La madre de Laura se quedó tan turbada, que no fue capaz de continuar hablando e hizo que se pusiera su marido. Él y yo nunca habíamos intimado, pero aquella mañana de Navidad se derrumbaron las barreras que había entre nosotros. Le di la dirección de la comisaría y colgué. La casa se llenó de un terrible silencio. El mismo espantoso silencio que habita en ella desde entonces, que espera ser roto por la voz de la niña.

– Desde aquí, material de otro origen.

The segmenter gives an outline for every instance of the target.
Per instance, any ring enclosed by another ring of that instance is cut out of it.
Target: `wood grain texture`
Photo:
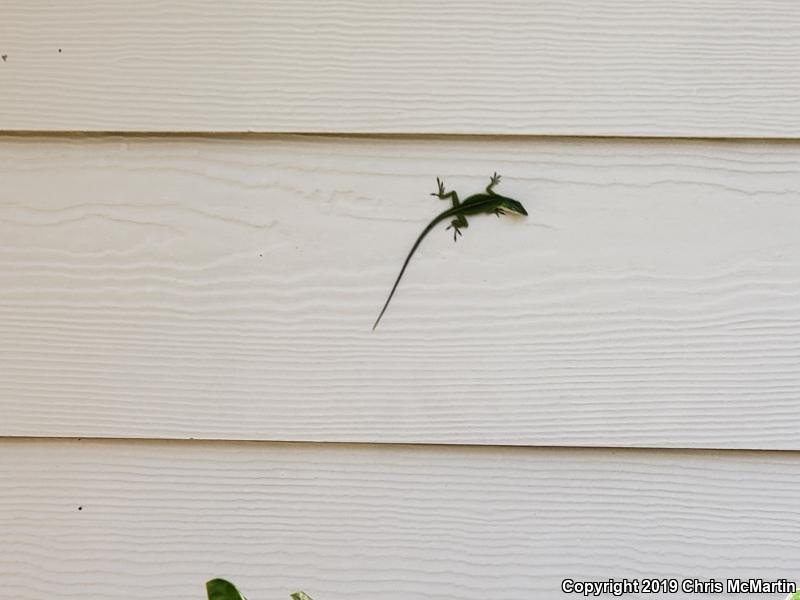
[[[0,435],[798,449],[799,226],[790,143],[6,138]]]
[[[6,0],[0,129],[800,135],[795,0]]]
[[[549,600],[800,563],[794,453],[4,440],[0,478],[15,600]]]

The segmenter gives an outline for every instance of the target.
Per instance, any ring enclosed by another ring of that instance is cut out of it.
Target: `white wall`
[[[0,589],[800,578],[799,33],[777,0],[4,6]],[[436,177],[495,170],[530,215],[433,232],[372,332]]]

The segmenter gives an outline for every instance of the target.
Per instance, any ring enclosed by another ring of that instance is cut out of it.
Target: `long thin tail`
[[[450,213],[450,211],[445,211],[442,214],[440,214],[438,217],[436,217],[433,221],[431,221],[428,224],[428,226],[425,229],[422,230],[422,233],[419,234],[419,237],[417,238],[417,241],[414,242],[414,245],[411,246],[411,251],[408,253],[408,256],[406,256],[406,260],[403,263],[403,268],[400,269],[400,274],[397,276],[397,279],[395,279],[394,285],[392,286],[392,291],[389,292],[389,297],[386,299],[386,304],[383,305],[383,309],[381,310],[381,314],[379,314],[378,318],[375,319],[375,324],[372,326],[372,331],[375,331],[375,328],[378,326],[378,323],[381,322],[381,317],[383,316],[383,313],[385,313],[386,309],[389,308],[389,302],[392,301],[392,296],[394,296],[394,292],[397,289],[397,285],[400,283],[400,280],[403,278],[403,273],[406,272],[406,267],[408,266],[408,263],[411,260],[411,257],[414,256],[414,252],[417,251],[417,247],[419,247],[419,245],[422,243],[422,240],[425,239],[425,236],[428,235],[431,232],[431,230],[434,227],[436,227],[436,225],[438,225],[439,223],[444,221],[448,216],[450,216],[449,213]]]

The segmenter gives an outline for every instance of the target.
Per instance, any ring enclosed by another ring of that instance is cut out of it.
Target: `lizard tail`
[[[417,238],[417,241],[414,242],[414,245],[411,246],[411,250],[409,251],[408,256],[406,256],[406,260],[403,263],[403,267],[400,269],[400,274],[397,276],[397,279],[395,279],[395,281],[394,281],[394,285],[392,286],[392,291],[389,292],[389,297],[386,299],[386,304],[383,305],[383,308],[381,309],[381,314],[379,314],[378,318],[375,319],[375,324],[372,326],[372,331],[375,331],[375,328],[378,326],[378,323],[381,322],[381,317],[383,317],[383,313],[385,313],[386,309],[389,308],[389,302],[392,301],[392,296],[394,296],[394,293],[397,290],[397,285],[400,283],[400,280],[403,278],[403,273],[406,272],[406,267],[408,266],[408,263],[411,260],[411,257],[414,256],[414,252],[417,251],[417,248],[422,243],[422,240],[425,239],[425,236],[428,235],[431,232],[431,230],[434,227],[436,227],[436,225],[438,225],[439,223],[441,223],[447,217],[450,216],[449,214],[447,214],[449,212],[450,211],[445,211],[444,213],[442,213],[441,215],[436,217],[433,221],[431,221],[428,224],[428,226],[425,229],[422,230],[422,233],[419,234],[419,237]]]

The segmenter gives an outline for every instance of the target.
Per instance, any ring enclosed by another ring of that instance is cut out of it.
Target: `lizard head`
[[[507,198],[505,196],[499,196],[500,199],[500,208],[504,208],[506,210],[510,210],[511,212],[515,212],[519,215],[527,215],[528,211],[525,210],[525,207],[522,206],[521,203],[517,202],[513,198]]]

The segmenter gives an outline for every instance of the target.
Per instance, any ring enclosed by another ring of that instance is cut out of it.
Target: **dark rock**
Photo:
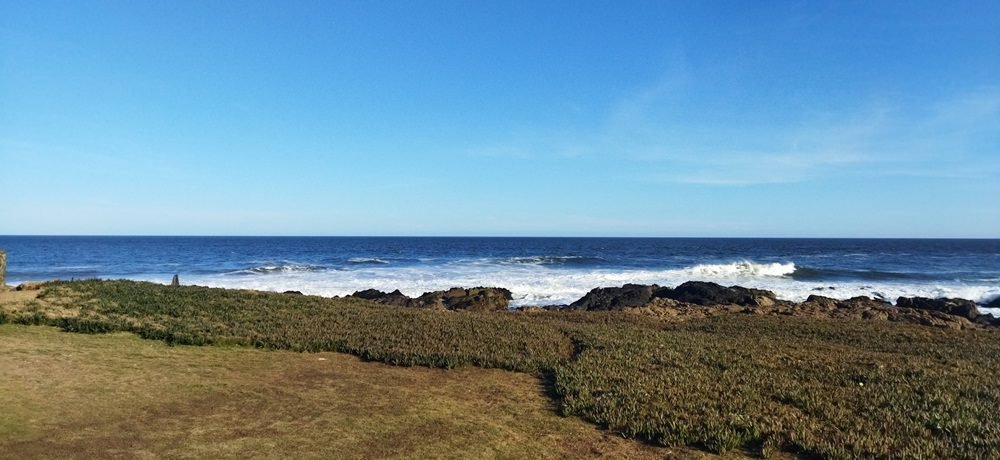
[[[387,295],[389,294],[378,289],[365,289],[364,291],[354,291],[354,294],[351,294],[351,297],[357,297],[365,300],[378,300]]]
[[[395,291],[385,293],[377,289],[365,289],[364,291],[357,291],[351,294],[352,297],[357,297],[359,299],[371,300],[376,303],[383,305],[393,305],[397,307],[409,307],[413,299],[407,297],[399,289]]]
[[[803,306],[819,307],[825,310],[832,310],[837,308],[837,299],[831,299],[829,297],[823,297],[821,295],[811,295],[806,298],[805,302],[802,302]]]
[[[431,308],[435,310],[446,310],[448,307],[444,304],[444,294],[445,291],[433,291],[425,292],[412,299],[406,306],[413,308]]]
[[[304,295],[304,294],[302,294],[302,291],[285,291],[285,292],[282,292],[282,294],[288,294],[288,295]]]
[[[665,293],[665,297],[696,305],[740,305],[744,307],[770,306],[777,300],[771,291],[747,289],[740,286],[725,287],[705,281],[688,281]]]
[[[993,315],[979,315],[973,322],[981,326],[1000,326],[1000,318]]]
[[[504,288],[475,287],[449,289],[441,300],[449,310],[504,311],[512,298]]]
[[[653,288],[654,288],[653,289],[653,298],[654,299],[669,299],[670,298],[670,293],[674,292],[674,290],[672,288],[668,288],[666,286],[664,286],[664,287],[657,287],[654,284]]]
[[[850,299],[841,300],[840,302],[837,302],[838,308],[857,308],[857,309],[885,308],[891,305],[892,305],[891,303],[886,302],[884,300],[873,299],[871,297],[865,297],[865,296],[851,297]]]
[[[991,300],[990,303],[983,306],[986,308],[1000,308],[1000,297]]]
[[[669,290],[669,288],[668,288]],[[621,310],[649,303],[653,294],[663,290],[657,285],[626,284],[622,287],[591,289],[587,295],[569,305],[573,310]],[[665,297],[665,296],[660,296]]]
[[[902,308],[915,308],[917,310],[939,311],[949,315],[961,316],[970,320],[974,320],[979,317],[979,310],[976,308],[976,303],[966,299],[900,297],[896,299],[896,306]]]
[[[177,287],[181,285],[181,278],[174,275],[174,278],[170,280],[170,287]]]
[[[471,311],[506,310],[512,299],[510,291],[507,289],[488,287],[452,288],[447,291],[425,292],[415,299],[399,292],[399,289],[389,293],[376,289],[366,289],[357,291],[351,296],[397,307]]]

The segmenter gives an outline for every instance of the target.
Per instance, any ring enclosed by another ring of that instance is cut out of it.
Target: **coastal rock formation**
[[[775,305],[777,297],[771,291],[748,289],[740,286],[725,287],[705,281],[688,281],[663,293],[663,297],[695,305],[741,305],[768,307]]]
[[[439,310],[505,311],[511,293],[503,288],[452,288],[411,298],[395,290],[357,291],[353,297],[383,305]],[[839,300],[811,295],[804,302],[779,300],[771,291],[690,281],[676,288],[626,284],[590,290],[570,305],[520,307],[519,311],[625,311],[676,322],[727,314],[781,315],[838,320],[895,321],[951,329],[1000,326],[1000,318],[980,315],[964,299],[900,298],[893,305],[865,296]]]
[[[979,315],[973,322],[980,326],[1000,326],[1000,318],[993,315]]]
[[[492,287],[451,288],[447,291],[425,292],[415,299],[398,289],[390,293],[367,289],[355,292],[351,296],[397,307],[470,311],[504,311],[507,310],[512,298],[509,290]]]
[[[505,311],[512,298],[507,289],[488,287],[452,288],[440,294],[440,297],[449,310],[470,311]]]
[[[802,302],[802,306],[817,308],[820,310],[835,310],[840,307],[840,301],[829,297],[823,297],[821,295],[811,295],[806,298],[805,302]]]
[[[654,297],[669,288],[645,284],[626,284],[622,287],[591,289],[587,295],[569,305],[571,310],[621,310],[625,307],[646,305]],[[662,297],[662,295],[660,296]]]
[[[779,303],[771,291],[740,286],[725,287],[704,281],[688,281],[673,289],[655,284],[626,284],[622,287],[596,288],[580,300],[570,304],[569,309],[622,310],[648,305],[651,302],[659,302],[662,305],[664,301],[658,299],[669,299],[676,303],[703,307],[720,305],[771,307]]]
[[[357,297],[359,299],[371,300],[375,303],[380,303],[382,305],[393,305],[396,307],[408,307],[413,299],[407,297],[399,289],[395,291],[386,293],[379,291],[377,289],[365,289],[364,291],[357,291],[351,294],[352,297]]]
[[[872,309],[872,308],[889,308],[892,304],[886,302],[882,299],[873,299],[871,297],[857,296],[851,297],[847,300],[841,300],[837,302],[838,308],[853,308],[853,309]]]
[[[979,317],[979,309],[976,308],[976,303],[965,299],[900,297],[899,299],[896,299],[896,306],[900,308],[914,308],[917,310],[939,311],[949,315],[961,316],[970,320],[975,320]]]
[[[991,300],[989,303],[983,306],[986,308],[1000,308],[1000,297]]]
[[[668,322],[742,313],[760,316],[780,315],[838,320],[895,321],[950,329],[1000,325],[1000,321],[994,321],[992,317],[979,317],[973,323],[962,316],[932,310],[897,308],[888,302],[869,297],[837,300],[829,297],[810,296],[805,302],[779,300],[770,306],[697,305],[667,298],[654,298],[649,304],[626,308],[625,311],[653,316]]]

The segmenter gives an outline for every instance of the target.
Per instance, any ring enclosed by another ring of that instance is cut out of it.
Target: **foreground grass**
[[[545,377],[561,411],[713,452],[827,458],[1000,455],[1000,336],[729,315],[476,314],[134,282],[55,283],[7,321],[178,344],[342,351]],[[310,356],[310,355],[305,355]]]
[[[662,458],[539,379],[0,326],[4,458]],[[677,452],[675,452],[677,453]],[[692,452],[683,453],[684,456]]]

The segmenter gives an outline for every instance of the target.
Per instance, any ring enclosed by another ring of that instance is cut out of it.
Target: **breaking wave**
[[[259,265],[256,267],[227,272],[224,273],[224,275],[261,275],[270,273],[316,272],[321,270],[325,270],[325,267],[313,264],[285,262],[280,264]]]
[[[600,257],[585,256],[527,256],[509,257],[501,263],[504,264],[524,264],[524,265],[601,265],[607,262]]]
[[[788,276],[795,273],[796,268],[794,263],[758,264],[750,261],[742,261],[728,264],[699,264],[683,269],[682,271],[695,277],[748,278]]]
[[[389,262],[379,259],[378,257],[352,257],[347,259],[348,262],[356,265],[388,265]]]
[[[311,264],[267,264],[227,274],[190,275],[185,282],[215,287],[296,290],[306,294],[341,296],[364,289],[392,291],[409,296],[457,286],[498,286],[510,289],[513,306],[569,304],[596,287],[626,283],[674,287],[686,281],[711,281],[774,291],[781,299],[803,301],[813,294],[837,299],[868,296],[895,301],[900,296],[960,297],[985,304],[1000,296],[1000,286],[987,282],[933,281],[901,276],[858,276],[857,273],[824,273],[792,262],[739,261],[695,264],[678,268],[622,268],[573,265],[569,257],[444,260],[417,264],[389,264],[381,259],[355,259],[354,268]],[[226,276],[232,273],[259,276]],[[263,276],[266,275],[266,276]],[[148,277],[150,281],[168,282]],[[989,311],[990,313],[997,313]]]

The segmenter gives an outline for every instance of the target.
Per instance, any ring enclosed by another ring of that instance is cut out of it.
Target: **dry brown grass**
[[[523,373],[0,326],[8,458],[663,458]]]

Después de eso telefoneé a mis padres. Contestó mi hermana. Ella y su hija Jessica habían estado con nosotros hacía unas semanas. Jessica, de tres años, había jugado con Naomí en el jardín. Carol las llevó en el coche a ver los leones de Longleat y luego a un espectáculo de animales amaestrados en el Arts Theatre. Les compró unas ropas iguales. Hablé con ella tratando de mantener la calma y de ahogar la histeria que se iba apoderando de mi garganta.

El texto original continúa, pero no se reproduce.